In his Plain Account of Christian Perfection, John Wesley wrote that early in his Oxford years as a student, “Mr. Law’s Christian Perfection and Serious Call were put into my hands. These convinced me, more than ever, of the absolute impossibility of being half a Christian; and I determined, through His grace…to be all devoted to God, to give Him all my soul, my body and my substance.” William Law’s contention in A Serious Call to a Devout and Holy Life was that “devotion…is a way of life which brings a sense of religion into the ordinary actions of our common life.”
Wesley considered Law a friend and counselor whom he respected throughout his life. He didn’t always agree with everything William Law wrote and traded letters of disagreement that are preserved in his journal.

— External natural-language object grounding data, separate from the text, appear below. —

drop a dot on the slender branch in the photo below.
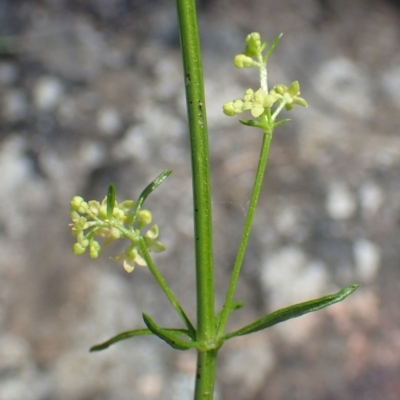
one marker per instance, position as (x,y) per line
(246,231)
(163,284)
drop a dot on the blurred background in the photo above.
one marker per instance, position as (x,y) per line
(91,93)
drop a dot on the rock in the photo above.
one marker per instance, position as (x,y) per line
(47,93)
(367,259)
(344,85)
(371,198)
(340,203)
(109,121)
(15,106)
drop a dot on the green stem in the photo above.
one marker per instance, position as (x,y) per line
(246,231)
(164,285)
(196,108)
(205,375)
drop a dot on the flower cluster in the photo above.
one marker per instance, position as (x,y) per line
(260,102)
(90,221)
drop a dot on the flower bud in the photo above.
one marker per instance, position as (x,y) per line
(243,61)
(78,249)
(253,44)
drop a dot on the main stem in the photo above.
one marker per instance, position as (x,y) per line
(196,108)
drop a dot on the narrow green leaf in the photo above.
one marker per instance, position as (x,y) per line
(110,202)
(272,47)
(281,122)
(293,312)
(252,123)
(170,336)
(153,185)
(149,188)
(235,305)
(119,337)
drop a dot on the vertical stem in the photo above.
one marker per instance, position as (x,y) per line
(205,375)
(246,231)
(196,108)
(200,167)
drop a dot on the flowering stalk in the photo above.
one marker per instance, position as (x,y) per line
(110,220)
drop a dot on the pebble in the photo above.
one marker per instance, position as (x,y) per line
(109,121)
(15,106)
(367,259)
(340,203)
(390,82)
(344,85)
(47,93)
(133,145)
(371,198)
(289,276)
(8,73)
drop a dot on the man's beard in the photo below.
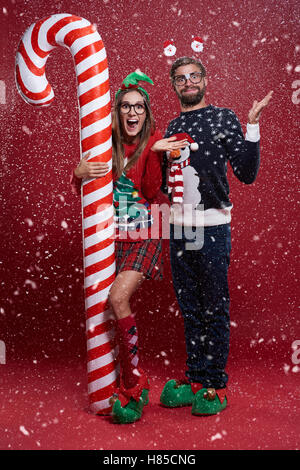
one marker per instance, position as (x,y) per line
(188,101)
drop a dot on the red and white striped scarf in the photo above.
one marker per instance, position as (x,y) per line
(175,181)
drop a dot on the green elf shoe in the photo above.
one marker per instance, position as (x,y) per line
(209,401)
(177,393)
(128,404)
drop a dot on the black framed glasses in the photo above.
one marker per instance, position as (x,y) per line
(194,77)
(139,108)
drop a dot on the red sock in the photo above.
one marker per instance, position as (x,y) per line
(128,350)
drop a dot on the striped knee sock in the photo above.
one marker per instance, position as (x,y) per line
(128,338)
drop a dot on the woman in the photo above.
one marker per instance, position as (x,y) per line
(137,178)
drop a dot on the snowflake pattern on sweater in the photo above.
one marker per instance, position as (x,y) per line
(220,137)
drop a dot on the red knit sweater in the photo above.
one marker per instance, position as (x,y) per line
(145,179)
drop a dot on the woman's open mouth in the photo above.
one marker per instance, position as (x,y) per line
(132,124)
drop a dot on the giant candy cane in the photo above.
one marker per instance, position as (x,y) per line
(87,49)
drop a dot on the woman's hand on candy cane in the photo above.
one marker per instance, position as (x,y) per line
(87,169)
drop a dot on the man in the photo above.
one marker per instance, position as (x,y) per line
(200,269)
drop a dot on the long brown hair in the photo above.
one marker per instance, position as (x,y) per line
(118,151)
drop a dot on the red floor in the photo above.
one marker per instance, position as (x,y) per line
(43,406)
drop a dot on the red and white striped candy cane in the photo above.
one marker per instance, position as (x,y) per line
(87,49)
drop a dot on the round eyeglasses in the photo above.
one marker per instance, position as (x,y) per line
(139,108)
(194,77)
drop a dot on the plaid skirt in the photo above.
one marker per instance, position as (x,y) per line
(144,256)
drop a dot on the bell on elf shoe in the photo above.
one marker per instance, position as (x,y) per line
(209,401)
(178,393)
(127,404)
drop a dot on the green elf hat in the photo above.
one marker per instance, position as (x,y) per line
(132,81)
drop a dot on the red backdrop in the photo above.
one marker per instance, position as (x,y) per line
(250,48)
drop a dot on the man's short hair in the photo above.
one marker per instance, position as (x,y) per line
(186,61)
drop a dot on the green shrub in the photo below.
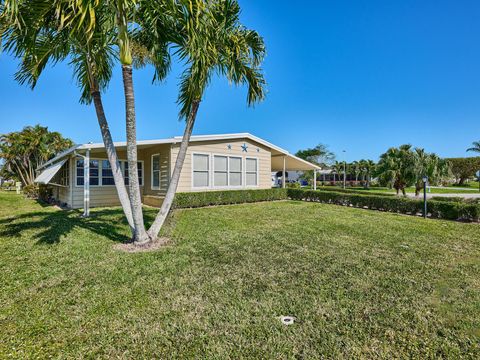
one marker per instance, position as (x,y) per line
(31,191)
(208,198)
(362,191)
(448,199)
(437,209)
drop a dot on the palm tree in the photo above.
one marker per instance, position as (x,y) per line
(26,150)
(476,147)
(397,168)
(81,32)
(429,165)
(368,168)
(337,169)
(212,41)
(355,166)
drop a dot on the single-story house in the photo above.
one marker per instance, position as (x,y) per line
(213,162)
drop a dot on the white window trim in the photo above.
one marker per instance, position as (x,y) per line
(124,163)
(211,172)
(122,166)
(209,177)
(257,172)
(159,173)
(228,187)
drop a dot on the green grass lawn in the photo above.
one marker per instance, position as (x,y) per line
(360,283)
(410,190)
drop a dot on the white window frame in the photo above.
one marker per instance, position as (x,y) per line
(242,170)
(257,172)
(228,186)
(159,173)
(211,172)
(209,176)
(123,163)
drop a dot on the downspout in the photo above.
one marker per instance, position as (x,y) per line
(86,183)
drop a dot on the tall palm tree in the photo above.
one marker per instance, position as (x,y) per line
(40,33)
(429,165)
(337,169)
(355,166)
(368,168)
(212,41)
(475,147)
(397,168)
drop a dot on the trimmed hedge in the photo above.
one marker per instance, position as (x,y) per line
(208,198)
(436,209)
(356,191)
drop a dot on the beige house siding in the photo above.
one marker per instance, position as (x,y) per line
(107,195)
(61,193)
(221,148)
(146,155)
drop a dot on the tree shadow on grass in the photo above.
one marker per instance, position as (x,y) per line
(48,227)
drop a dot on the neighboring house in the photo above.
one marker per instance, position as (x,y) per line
(213,162)
(291,176)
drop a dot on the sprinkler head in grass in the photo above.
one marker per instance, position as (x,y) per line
(287,320)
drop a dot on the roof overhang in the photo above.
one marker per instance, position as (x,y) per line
(47,175)
(292,162)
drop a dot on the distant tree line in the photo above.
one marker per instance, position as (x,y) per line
(398,168)
(22,152)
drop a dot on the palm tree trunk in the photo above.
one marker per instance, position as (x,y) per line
(172,187)
(112,158)
(140,235)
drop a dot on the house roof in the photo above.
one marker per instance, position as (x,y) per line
(293,162)
(47,175)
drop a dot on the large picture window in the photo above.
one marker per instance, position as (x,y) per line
(107,174)
(251,172)
(94,172)
(124,166)
(235,174)
(156,171)
(101,172)
(201,169)
(220,170)
(225,172)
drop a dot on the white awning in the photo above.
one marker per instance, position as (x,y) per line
(47,175)
(292,163)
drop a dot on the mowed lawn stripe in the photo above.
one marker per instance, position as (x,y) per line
(359,283)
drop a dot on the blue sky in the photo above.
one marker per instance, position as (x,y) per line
(360,76)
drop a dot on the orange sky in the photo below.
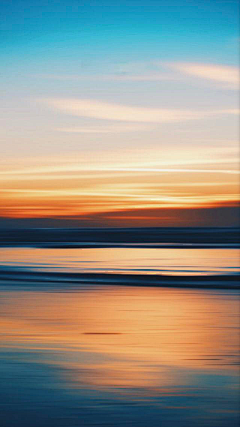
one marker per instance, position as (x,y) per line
(136,186)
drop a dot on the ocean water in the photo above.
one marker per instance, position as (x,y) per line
(166,261)
(96,354)
(116,356)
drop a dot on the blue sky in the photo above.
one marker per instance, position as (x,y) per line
(119,86)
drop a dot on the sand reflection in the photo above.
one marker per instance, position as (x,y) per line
(126,338)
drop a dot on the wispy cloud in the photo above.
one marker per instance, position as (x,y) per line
(225,74)
(109,111)
(105,129)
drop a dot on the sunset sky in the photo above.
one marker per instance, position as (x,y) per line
(119,113)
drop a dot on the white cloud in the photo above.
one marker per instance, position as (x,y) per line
(109,111)
(105,129)
(225,74)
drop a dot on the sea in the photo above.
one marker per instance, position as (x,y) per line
(126,327)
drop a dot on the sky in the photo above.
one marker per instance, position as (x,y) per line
(119,113)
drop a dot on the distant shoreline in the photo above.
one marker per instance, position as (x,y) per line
(29,278)
(121,237)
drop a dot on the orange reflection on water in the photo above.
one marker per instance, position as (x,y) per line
(121,338)
(131,261)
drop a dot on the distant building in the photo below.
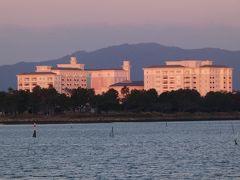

The original version of A Serious Call is in tedious old English. There is an edited and abridged version for the modern reader available. The following is an excerpt from that edited version that in many ways reflects in part what Wesley would term the Means of Grace. They are certainly thought provoking.
“Nourish your soul with good works, give it peace in solitude, get it strength in prayer, make it wise with reading, enlighten it by meditation, make it tender with love, sweeten it with psalms and hymns, and comfort it with frequent reflections upon future glory. Keep your soul in the presence of God, and teach it to imitate those guardian angels which, though they attend on human affairs and the lowest of mankind, yet ‘always behold the face of your Father which is in heaven.’”
If we took this “into our hands” and were convicted to be more than “half a Christian” and live a life of devotion…..what might be different in the course of our “ordinary actions of our common life?”